LARGO DE PENSAR
Montilla, Córdoba. Periodista de los de antes, columnista del ahora. Escribo como tomo un buen vino: saboreando los matices.
Van diciendo por ahí las redes sociales que si hay un Papa negro se acabará el mundo porque este será el diablo, o algo así. En realidad no lo dicen, sino que lo repiten de alguien que lo escribió hace 500 años. Un tal Nostradamus que le dio por jugar a adivino con más disciplina en algunas áreas que en otras. Algo así como jugar a ser Maya y decir que el mundo se acabaría en 2012. Pero este prefirió no ponerse fecha para no pillarse los dedos y tiró por lo del Papa negro, vaya a ser que, por lo que sea, el Cónclave se alargue más de la cuenta y así nos quedan un par de días más de regalo.
Pero luego me metí en los periódicos.
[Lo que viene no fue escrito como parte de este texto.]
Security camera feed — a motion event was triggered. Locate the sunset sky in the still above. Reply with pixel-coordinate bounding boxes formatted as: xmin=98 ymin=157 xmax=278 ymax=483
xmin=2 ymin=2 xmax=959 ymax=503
En esas hojas, ahora digitales, de las que muchos jóvenes piensan que rezuman podredumbre y pleitesía, pero que todavía tienen algo de rigor. Y estos me susurraron a los párpados que aquello del Papa negro al que se refería el adivino Michel de Nôtre-Dame podría ser en realidad una referencia al color de la sotana en lugar del de la piel. Es decir, que Nostradamus se refería a que el mundo se acabaría cuando llegase al pontificado un Papa jesuita. Y ahí acaba de quedarse en el sitio el primer Papa jesuita, Francisco I. Y no se ha acabado el mundo. Ni creo que se vaya a acabar ahora porque el próximo Papa sea de raza negra si es que nuestro colega Michel se refería a lo de la piel. Aunque he de decir que esta última posibilidad no me haría ni pizca de gracia. No por lo de la raza, claro; sino porque los candidatos a liderar El Vaticano de raza negra acarrean una sombra bastante alargada más oscura que su color de piel.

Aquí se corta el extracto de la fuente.